Yesterdayforgotten · 01/10/2020 08:01

'When you are home you can also do chores/housework/shopping during the day'

This is alot harder with dc/say a baby and toddler to look after and also there is arguely ALOT more mess to clean up from everyone being home rather than out of the home.

Pillowwillo · 01/10/2020 08:02

There are options beyond a nanny Confused for some people it genuinely isn't workable, but for most it would be if they wanted, and if they don't that's not a problem either. But it is a choice, not a barrier to all women, but that's the message that gets put across.

Pillowwillo · 01/10/2020 08:03

@Yesterdayforgotten yes I know, been there, done that. It was still a load easier to be able to do that whilst at home rather than around work hours or after a full day at work.

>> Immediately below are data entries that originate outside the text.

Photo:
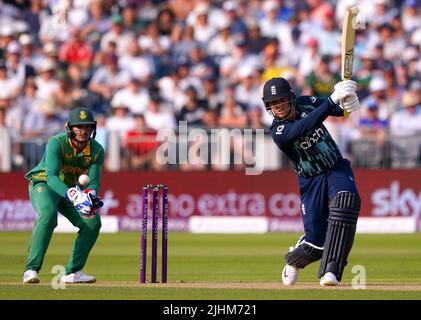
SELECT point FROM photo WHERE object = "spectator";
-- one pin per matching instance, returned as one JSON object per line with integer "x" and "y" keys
{"x": 321, "y": 81}
{"x": 133, "y": 96}
{"x": 194, "y": 108}
{"x": 157, "y": 116}
{"x": 118, "y": 35}
{"x": 406, "y": 122}
{"x": 46, "y": 81}
{"x": 141, "y": 145}
{"x": 109, "y": 78}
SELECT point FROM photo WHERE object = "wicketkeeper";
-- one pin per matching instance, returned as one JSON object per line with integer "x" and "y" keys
{"x": 329, "y": 197}
{"x": 53, "y": 188}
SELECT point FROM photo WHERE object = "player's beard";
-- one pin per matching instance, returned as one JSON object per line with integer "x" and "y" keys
{"x": 81, "y": 138}
{"x": 288, "y": 113}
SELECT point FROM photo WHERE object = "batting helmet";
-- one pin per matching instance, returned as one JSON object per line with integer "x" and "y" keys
{"x": 275, "y": 89}
{"x": 80, "y": 116}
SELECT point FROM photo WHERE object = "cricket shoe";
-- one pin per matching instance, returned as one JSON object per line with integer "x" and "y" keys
{"x": 329, "y": 280}
{"x": 30, "y": 276}
{"x": 78, "y": 277}
{"x": 289, "y": 275}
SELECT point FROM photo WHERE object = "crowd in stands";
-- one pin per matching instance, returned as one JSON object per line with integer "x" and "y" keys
{"x": 147, "y": 64}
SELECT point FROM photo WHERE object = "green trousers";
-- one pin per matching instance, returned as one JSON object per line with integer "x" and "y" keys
{"x": 47, "y": 203}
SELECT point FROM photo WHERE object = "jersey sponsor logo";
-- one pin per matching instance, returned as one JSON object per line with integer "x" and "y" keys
{"x": 83, "y": 115}
{"x": 279, "y": 129}
{"x": 311, "y": 139}
{"x": 72, "y": 170}
{"x": 273, "y": 90}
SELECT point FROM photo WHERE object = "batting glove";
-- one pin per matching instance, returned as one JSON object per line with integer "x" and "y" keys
{"x": 343, "y": 89}
{"x": 81, "y": 201}
{"x": 350, "y": 103}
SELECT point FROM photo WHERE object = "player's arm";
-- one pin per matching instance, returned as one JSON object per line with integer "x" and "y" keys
{"x": 95, "y": 170}
{"x": 287, "y": 132}
{"x": 53, "y": 163}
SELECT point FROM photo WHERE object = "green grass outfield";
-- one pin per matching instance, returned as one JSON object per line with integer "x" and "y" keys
{"x": 207, "y": 267}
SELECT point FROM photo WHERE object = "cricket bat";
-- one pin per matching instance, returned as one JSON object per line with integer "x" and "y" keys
{"x": 347, "y": 42}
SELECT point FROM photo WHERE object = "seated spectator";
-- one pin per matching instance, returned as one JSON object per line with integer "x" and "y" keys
{"x": 368, "y": 149}
{"x": 406, "y": 122}
{"x": 157, "y": 116}
{"x": 118, "y": 35}
{"x": 76, "y": 51}
{"x": 232, "y": 114}
{"x": 141, "y": 144}
{"x": 405, "y": 130}
{"x": 46, "y": 82}
{"x": 134, "y": 96}
{"x": 120, "y": 121}
{"x": 7, "y": 84}
{"x": 321, "y": 80}
{"x": 139, "y": 65}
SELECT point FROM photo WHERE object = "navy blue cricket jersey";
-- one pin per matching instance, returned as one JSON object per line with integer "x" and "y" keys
{"x": 306, "y": 140}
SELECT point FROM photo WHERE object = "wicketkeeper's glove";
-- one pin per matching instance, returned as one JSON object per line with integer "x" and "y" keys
{"x": 343, "y": 89}
{"x": 350, "y": 103}
{"x": 96, "y": 200}
{"x": 81, "y": 201}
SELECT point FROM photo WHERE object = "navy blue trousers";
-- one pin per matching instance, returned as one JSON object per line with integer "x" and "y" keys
{"x": 316, "y": 194}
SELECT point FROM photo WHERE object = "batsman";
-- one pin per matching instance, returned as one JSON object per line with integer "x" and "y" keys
{"x": 53, "y": 188}
{"x": 330, "y": 201}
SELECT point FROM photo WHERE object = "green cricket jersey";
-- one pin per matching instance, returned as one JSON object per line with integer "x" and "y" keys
{"x": 61, "y": 165}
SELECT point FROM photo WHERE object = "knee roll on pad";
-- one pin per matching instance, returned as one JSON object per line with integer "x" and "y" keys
{"x": 303, "y": 255}
{"x": 344, "y": 210}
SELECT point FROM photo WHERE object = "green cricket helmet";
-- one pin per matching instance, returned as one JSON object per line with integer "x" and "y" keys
{"x": 80, "y": 116}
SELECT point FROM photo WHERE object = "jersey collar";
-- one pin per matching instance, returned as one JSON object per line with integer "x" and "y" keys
{"x": 86, "y": 151}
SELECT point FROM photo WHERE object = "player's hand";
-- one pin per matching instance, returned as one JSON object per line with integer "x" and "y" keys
{"x": 350, "y": 103}
{"x": 343, "y": 89}
{"x": 81, "y": 200}
{"x": 96, "y": 200}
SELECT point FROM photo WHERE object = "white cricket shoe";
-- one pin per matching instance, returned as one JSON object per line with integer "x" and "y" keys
{"x": 289, "y": 275}
{"x": 78, "y": 277}
{"x": 30, "y": 276}
{"x": 329, "y": 279}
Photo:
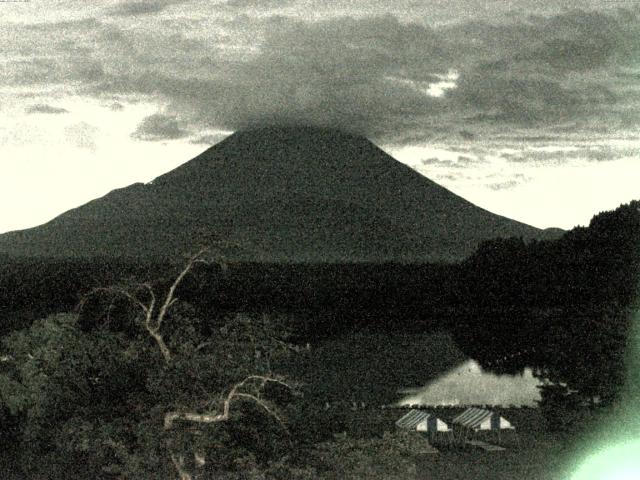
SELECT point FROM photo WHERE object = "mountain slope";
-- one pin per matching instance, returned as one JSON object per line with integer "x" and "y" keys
{"x": 277, "y": 194}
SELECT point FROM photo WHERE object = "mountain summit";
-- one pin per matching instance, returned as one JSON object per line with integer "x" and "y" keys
{"x": 277, "y": 195}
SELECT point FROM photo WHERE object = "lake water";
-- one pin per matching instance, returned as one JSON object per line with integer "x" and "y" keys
{"x": 468, "y": 384}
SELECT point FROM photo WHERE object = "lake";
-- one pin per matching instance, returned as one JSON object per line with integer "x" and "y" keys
{"x": 468, "y": 384}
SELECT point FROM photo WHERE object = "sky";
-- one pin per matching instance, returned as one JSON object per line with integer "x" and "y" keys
{"x": 530, "y": 109}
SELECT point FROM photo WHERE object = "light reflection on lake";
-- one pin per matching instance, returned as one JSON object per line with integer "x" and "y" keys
{"x": 468, "y": 384}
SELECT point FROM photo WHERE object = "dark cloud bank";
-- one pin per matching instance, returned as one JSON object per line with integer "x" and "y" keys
{"x": 369, "y": 75}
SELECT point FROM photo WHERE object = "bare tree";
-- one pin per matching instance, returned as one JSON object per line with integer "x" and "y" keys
{"x": 251, "y": 388}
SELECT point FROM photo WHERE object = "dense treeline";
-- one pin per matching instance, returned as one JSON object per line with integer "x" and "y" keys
{"x": 326, "y": 298}
{"x": 134, "y": 384}
{"x": 563, "y": 307}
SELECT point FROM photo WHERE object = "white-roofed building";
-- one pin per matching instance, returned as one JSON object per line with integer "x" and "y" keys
{"x": 425, "y": 422}
{"x": 479, "y": 420}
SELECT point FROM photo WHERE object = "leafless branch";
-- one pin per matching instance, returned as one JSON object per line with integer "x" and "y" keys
{"x": 235, "y": 393}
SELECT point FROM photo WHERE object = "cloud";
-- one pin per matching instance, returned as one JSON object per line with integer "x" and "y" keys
{"x": 44, "y": 108}
{"x": 367, "y": 74}
{"x": 210, "y": 139}
{"x": 159, "y": 127}
{"x": 82, "y": 135}
{"x": 259, "y": 3}
{"x": 128, "y": 9}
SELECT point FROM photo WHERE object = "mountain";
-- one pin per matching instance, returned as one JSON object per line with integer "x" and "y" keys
{"x": 277, "y": 195}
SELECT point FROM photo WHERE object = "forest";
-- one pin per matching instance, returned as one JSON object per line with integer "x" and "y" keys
{"x": 163, "y": 369}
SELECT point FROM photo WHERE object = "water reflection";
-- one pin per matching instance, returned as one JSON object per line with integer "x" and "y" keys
{"x": 468, "y": 384}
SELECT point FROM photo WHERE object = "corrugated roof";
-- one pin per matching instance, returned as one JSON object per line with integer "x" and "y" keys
{"x": 481, "y": 419}
{"x": 423, "y": 422}
{"x": 412, "y": 418}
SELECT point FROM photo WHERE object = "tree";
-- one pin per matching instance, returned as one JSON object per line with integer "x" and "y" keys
{"x": 137, "y": 408}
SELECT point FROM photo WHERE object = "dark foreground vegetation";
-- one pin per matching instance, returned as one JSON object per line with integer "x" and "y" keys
{"x": 167, "y": 369}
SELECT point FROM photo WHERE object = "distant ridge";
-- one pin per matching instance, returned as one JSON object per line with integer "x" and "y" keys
{"x": 280, "y": 195}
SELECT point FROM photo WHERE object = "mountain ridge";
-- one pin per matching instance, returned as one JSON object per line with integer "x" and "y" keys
{"x": 279, "y": 194}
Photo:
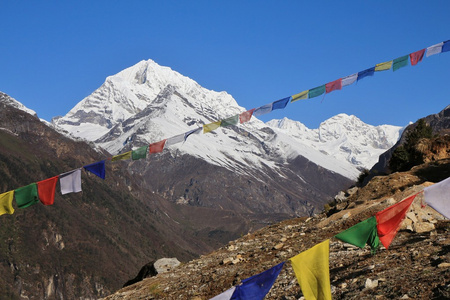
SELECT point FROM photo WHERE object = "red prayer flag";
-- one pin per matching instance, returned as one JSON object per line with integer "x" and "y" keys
{"x": 157, "y": 147}
{"x": 46, "y": 190}
{"x": 246, "y": 115}
{"x": 416, "y": 57}
{"x": 334, "y": 85}
{"x": 389, "y": 220}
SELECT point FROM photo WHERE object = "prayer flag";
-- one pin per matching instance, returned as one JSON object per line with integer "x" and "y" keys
{"x": 446, "y": 46}
{"x": 280, "y": 104}
{"x": 6, "y": 203}
{"x": 193, "y": 131}
{"x": 383, "y": 66}
{"x": 300, "y": 96}
{"x": 246, "y": 115}
{"x": 400, "y": 62}
{"x": 126, "y": 155}
{"x": 262, "y": 110}
{"x": 97, "y": 168}
{"x": 46, "y": 190}
{"x": 70, "y": 182}
{"x": 26, "y": 196}
{"x": 257, "y": 287}
{"x": 312, "y": 270}
{"x": 175, "y": 140}
{"x": 350, "y": 79}
{"x": 334, "y": 85}
{"x": 435, "y": 49}
{"x": 157, "y": 147}
{"x": 230, "y": 121}
{"x": 390, "y": 219}
{"x": 139, "y": 153}
{"x": 363, "y": 233}
{"x": 211, "y": 126}
{"x": 317, "y": 91}
{"x": 225, "y": 295}
{"x": 366, "y": 73}
{"x": 416, "y": 57}
{"x": 438, "y": 197}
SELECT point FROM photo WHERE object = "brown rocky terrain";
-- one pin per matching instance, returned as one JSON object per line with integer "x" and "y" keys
{"x": 416, "y": 265}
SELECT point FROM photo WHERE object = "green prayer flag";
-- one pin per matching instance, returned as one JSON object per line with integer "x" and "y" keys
{"x": 230, "y": 121}
{"x": 363, "y": 233}
{"x": 317, "y": 91}
{"x": 139, "y": 153}
{"x": 400, "y": 62}
{"x": 26, "y": 196}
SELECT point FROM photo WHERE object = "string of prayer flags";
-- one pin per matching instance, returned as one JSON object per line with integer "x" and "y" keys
{"x": 281, "y": 104}
{"x": 416, "y": 57}
{"x": 363, "y": 233}
{"x": 262, "y": 110}
{"x": 317, "y": 91}
{"x": 438, "y": 197}
{"x": 390, "y": 219}
{"x": 435, "y": 49}
{"x": 257, "y": 286}
{"x": 139, "y": 153}
{"x": 312, "y": 270}
{"x": 6, "y": 203}
{"x": 70, "y": 182}
{"x": 46, "y": 190}
{"x": 234, "y": 120}
{"x": 334, "y": 85}
{"x": 97, "y": 168}
{"x": 446, "y": 46}
{"x": 225, "y": 295}
{"x": 211, "y": 126}
{"x": 400, "y": 62}
{"x": 246, "y": 116}
{"x": 383, "y": 66}
{"x": 350, "y": 79}
{"x": 26, "y": 196}
{"x": 157, "y": 147}
{"x": 300, "y": 96}
{"x": 366, "y": 73}
{"x": 126, "y": 155}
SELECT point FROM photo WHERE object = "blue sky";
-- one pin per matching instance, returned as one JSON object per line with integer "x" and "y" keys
{"x": 55, "y": 53}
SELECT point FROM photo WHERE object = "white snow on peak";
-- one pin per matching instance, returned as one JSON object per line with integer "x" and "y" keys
{"x": 148, "y": 102}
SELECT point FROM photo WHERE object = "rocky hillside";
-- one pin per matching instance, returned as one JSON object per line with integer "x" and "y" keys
{"x": 416, "y": 266}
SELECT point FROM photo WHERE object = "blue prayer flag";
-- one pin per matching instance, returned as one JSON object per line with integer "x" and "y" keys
{"x": 446, "y": 46}
{"x": 365, "y": 73}
{"x": 257, "y": 287}
{"x": 280, "y": 104}
{"x": 97, "y": 168}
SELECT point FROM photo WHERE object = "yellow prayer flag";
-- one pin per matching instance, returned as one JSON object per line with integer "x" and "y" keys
{"x": 6, "y": 203}
{"x": 312, "y": 270}
{"x": 300, "y": 96}
{"x": 383, "y": 66}
{"x": 126, "y": 155}
{"x": 211, "y": 126}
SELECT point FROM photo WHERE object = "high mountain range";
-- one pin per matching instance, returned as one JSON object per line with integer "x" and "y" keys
{"x": 185, "y": 201}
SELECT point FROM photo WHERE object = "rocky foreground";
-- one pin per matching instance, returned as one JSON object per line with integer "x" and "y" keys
{"x": 416, "y": 265}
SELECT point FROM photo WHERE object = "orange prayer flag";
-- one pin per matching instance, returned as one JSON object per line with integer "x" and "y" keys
{"x": 46, "y": 190}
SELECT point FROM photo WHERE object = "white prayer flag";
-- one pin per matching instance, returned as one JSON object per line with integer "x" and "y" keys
{"x": 349, "y": 79}
{"x": 438, "y": 197}
{"x": 70, "y": 182}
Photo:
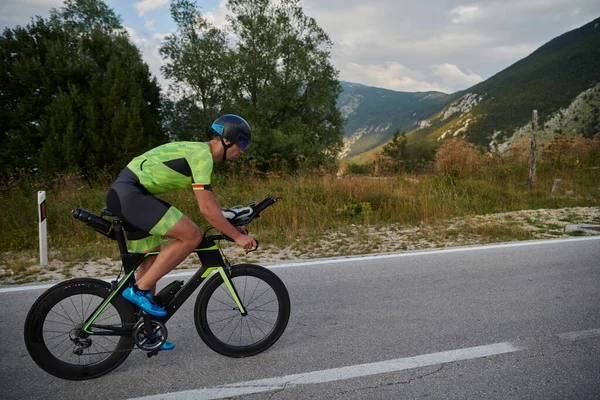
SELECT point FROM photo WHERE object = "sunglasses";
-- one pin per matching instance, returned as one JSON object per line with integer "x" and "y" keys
{"x": 243, "y": 142}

Yesterdayforgotten · 01/10/2020 08:10

@pillowwillo I alway find it easier being out of the home so they can't mess it up Grin what suits one doesn't suit all I guess... there is def extra mess when you have toddlers going rogue in the home rather than messing up someone else's or a nursery. Shock
I agree working can be miles harder but this very much depends on what he job is. I've done both also but when I went back after maternity it felt like a little break. I guess as I said it depends on the nature of your job.

pollypork · 01/10/2020 08:15

agree with @Pillowwillo But it is a choice, not a barrier to all women, but that's the message that gets put across.

GoatCheeseTart · 01/10/2020 08:27

A friend of mine is a SAHM, the DH is a VP in a big company, managing several hundred people. Of course he's busy, working hard, never sees the children in the evenings as he's always working late, and she could not have a job because of that. Except that the wife recently discovered that many of those 'working so hard, need to close this deal' late evenings were actually drinks with colleagues. Nothing wrong with occasional socialising and yes some socialising is often expected on that level, but was this alway really a case of him being unable to get home, or rather a preference?

Alternatively, I work for a huge multi-billion pound company. I don't think I have ever seen either our CEO or CFO in the office past 6, they both have families so this is where they are.